This weekend, thousands will gather at the Lincoln Memorial for the anniversary of that moment and the March on Washington.

The nonviolent protest brought more than 250,000 people crowded around the Lincoln Memorial to call for racial equality, civil rights, and jobs.

“Martin Luther King, Jr. and others pushed for and ultimately were successful in getting civil rights and voting rights legislation through – that was really kind of a big, gigantic step for the country,” said Dr. Clarence Lusane, Howard University professor.

Lusane said the 1963 March on Washington was a major turning point for the country.

Martin Luther King III and his wife are organizing the march along with Rev. Al Sharpton who now runs the National Action Network. They’ve teamed up with more than 100 partners from civil rights organizations to groups representing minorities, women, clergy and the LGBTQ+ community.
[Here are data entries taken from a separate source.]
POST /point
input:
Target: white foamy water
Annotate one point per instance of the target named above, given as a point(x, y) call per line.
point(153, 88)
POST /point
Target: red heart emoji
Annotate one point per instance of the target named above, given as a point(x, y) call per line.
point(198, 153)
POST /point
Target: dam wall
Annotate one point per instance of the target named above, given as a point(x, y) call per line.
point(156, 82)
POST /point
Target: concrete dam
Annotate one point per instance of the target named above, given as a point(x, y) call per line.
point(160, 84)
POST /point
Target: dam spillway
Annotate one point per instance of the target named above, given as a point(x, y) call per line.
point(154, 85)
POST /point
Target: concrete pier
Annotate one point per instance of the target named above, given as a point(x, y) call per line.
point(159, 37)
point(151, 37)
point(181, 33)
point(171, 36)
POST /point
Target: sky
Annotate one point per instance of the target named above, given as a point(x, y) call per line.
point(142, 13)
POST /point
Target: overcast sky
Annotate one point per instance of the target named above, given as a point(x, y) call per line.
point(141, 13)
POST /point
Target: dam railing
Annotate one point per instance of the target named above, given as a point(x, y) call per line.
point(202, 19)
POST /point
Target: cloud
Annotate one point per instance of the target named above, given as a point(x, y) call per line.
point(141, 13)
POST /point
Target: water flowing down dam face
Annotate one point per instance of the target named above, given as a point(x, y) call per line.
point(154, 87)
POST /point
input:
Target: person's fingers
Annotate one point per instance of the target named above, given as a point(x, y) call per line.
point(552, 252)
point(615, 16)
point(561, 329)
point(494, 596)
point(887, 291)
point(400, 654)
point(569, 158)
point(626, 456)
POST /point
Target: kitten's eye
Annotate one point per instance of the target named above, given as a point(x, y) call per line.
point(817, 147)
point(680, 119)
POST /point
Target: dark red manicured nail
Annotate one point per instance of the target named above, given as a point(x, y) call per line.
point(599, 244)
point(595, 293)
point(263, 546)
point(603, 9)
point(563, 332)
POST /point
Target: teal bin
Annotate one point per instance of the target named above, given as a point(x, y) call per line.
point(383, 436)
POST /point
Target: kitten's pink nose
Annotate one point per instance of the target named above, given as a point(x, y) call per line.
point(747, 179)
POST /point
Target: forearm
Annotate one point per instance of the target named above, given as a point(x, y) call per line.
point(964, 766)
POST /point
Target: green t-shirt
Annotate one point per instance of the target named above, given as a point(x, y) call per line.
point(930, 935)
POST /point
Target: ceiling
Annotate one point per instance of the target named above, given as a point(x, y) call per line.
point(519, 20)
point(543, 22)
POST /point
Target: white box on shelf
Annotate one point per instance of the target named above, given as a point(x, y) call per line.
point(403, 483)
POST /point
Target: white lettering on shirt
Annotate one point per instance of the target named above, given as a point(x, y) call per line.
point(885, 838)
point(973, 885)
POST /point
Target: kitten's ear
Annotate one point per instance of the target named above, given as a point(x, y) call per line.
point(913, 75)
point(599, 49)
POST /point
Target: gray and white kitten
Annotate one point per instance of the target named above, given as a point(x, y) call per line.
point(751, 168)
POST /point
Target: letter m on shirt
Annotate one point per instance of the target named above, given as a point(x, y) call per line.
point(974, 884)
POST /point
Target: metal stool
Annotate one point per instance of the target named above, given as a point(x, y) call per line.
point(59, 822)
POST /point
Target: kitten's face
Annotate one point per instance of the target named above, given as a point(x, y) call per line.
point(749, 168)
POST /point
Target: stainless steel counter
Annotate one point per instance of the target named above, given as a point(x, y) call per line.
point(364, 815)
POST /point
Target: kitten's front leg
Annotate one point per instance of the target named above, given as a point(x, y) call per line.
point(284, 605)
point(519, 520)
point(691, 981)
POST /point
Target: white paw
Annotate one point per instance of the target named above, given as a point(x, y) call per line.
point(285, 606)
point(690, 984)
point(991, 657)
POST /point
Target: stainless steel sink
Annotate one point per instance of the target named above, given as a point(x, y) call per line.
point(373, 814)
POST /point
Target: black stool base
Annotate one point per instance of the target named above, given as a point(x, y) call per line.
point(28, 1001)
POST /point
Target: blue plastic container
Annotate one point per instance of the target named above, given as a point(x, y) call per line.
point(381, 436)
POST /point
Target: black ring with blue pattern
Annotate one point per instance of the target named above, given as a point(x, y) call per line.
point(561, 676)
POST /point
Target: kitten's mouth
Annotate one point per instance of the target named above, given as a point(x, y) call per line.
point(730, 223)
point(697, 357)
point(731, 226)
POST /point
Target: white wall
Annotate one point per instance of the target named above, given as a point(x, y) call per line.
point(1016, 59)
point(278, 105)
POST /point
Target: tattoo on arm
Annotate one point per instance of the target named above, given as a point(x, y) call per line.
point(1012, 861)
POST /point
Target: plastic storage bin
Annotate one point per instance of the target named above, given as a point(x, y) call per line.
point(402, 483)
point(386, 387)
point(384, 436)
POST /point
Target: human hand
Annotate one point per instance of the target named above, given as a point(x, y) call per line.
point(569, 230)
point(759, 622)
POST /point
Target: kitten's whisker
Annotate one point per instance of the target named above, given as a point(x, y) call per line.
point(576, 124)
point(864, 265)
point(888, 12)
This year’s theme is, “not a commemoration, a continuation.” Leading up to this weekend, King’s son said despite major progress over the last six decades, there’s still work to do. He said, “We need to rededicate ourselves to the mission my dad gave his life for.”

Lusane says many of the issues that Dr. King addressed in the 1960s continue today as well as new challenges.

“What worries me today is not only the racial disparities and how those have a direct impact, but the attack on democracy,” said Lusane. “One of the really heralding times is that we’re seeing a pushback on the gains that have been made over the decades in voting right, in access to education.”

It’s a call to action that some say they’re ready for.

“We still have a long way to go to keep those rights that we have right now to continue to fight for the generation that has yet to come,” said CeeJay Joseph, Houston resident.

On Monday, August 28, President Biden and Vice President Harris will commemorate the 60th anniversary of the March on Washington. A White House official said they will meet with organizers of the march, community leaders and members of the King family during the afternoon.